DatabricksのファインチューニングAPIを試してみる(日本語編)

Last updated at 2024-06-03Posted at 2024-06-03

こちらのノートブックで日本語のチューニングデータを準備して実行します。

同僚の方が準備されたこちらのデータセットを使います。

from datasets import load_dataset
dataset = load_dataset("yulanfmy/databricks-qa-ja")

dataset.set_format(type="pandas")

df = dataset["train"][:]

training_dataset = (
    spark.createDataFrame(df)
    .withColumnRenamed("response", "answer")
    .withColumnRenamed("instruction", "question")
    .withColumnRenamed("source", "url")
    .drop("context")
    .drop("category")
)
display(training_dataset)

training_dataset.write.saveAsTable("japan_qiita_q_and_a")

上のデータにはコンテンツの情報が入っていないので、自分で準備したデータとjoinしています。

%sql
CREATE TABLE japan_qiita_qa_and_content
AS SELECT
  qa.*,
  qiita.body as content
FROM
  japan_qiita_q_and_a qa
  join takaakiyayoi_catalog.qiita_2023.taka_qiita qiita on qa.url = qiita.url

プロンプトも日本語にします。

from pyspark.sql.functions import pandas_udf
import pandas as pd

#base_model_name = "meta-llama/Llama-2-7b-hf"
base_model_name = "mistralai/Mistral-7B-Instruct-v0.2"

system_prompt = """あなたは高度な知識を持ちプロフェッショナルなDatabricksサポートエージェントです。あなたのゴールは、Databricksに関連する質問や問題を持つユーザーを支援することです。質問に対して可能な限り正確な回答を行い、明確で簡潔な情報を提供します。回答がわからない場合には「わかりません」と回答してください。回答は礼儀正しくプロフェッショナルとして回答してください。Databricksに関連する正確で詳細な情報を提供してください。回答が明確ではない場合、明確化するための質問を行ってください。\n"""

@pandas_udf("array<struct<role:string, content:string>>")
def create_conversation(content: pd.Series, question: pd.Series, answer: pd.Series) -> pd.Series:
    def build_message(c,q,a):
        user_input = f"こちらが適切と考えられるドキュメントです: {c}。
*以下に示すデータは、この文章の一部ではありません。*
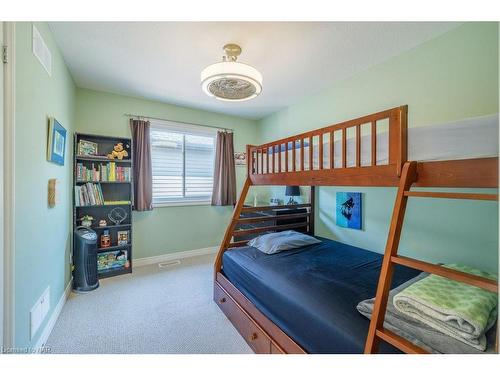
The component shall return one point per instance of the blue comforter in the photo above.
(311, 293)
これに基づいて以下の質問に回答してください: {q}"
        if "mistral" in base_model_name:
            # Mistralはsystemプロンプトをサポートしていません
            return [
                {"role": "user", "content": f"{system_prompt} \n{user_input}"},
                {"role": "assistant", "content": a}]
        else:
            return [
                {"role": "system", "content": system_prompt},
                {"role": "user", "content": user_input},
                {"role": "assistant", "content": a}]
    return pd.Series([build_message(c,q,a) for c, q, a in zip(content, question, answer)])
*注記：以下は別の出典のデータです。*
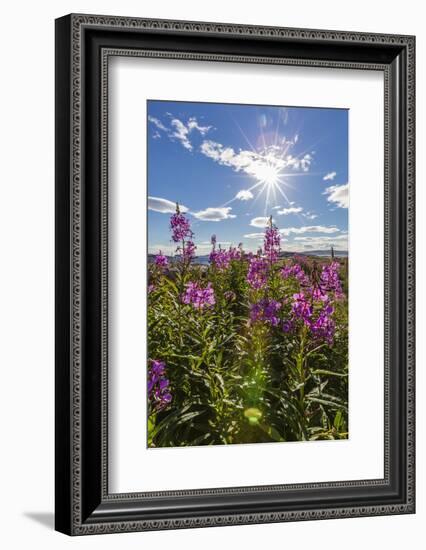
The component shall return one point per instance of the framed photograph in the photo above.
(234, 274)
training_data, eval_data = training_dataset.randomSplit([0.9, 0.1], seed=42)

training_data.select(create_conversation("content", "question", "answer").alias('messages')).write.mode('overwrite').saveAsTable("chat_completion_training_dataset")
eval_data.write.mode('overwrite').saveAsTable("chat_completion_evaluation_dataset")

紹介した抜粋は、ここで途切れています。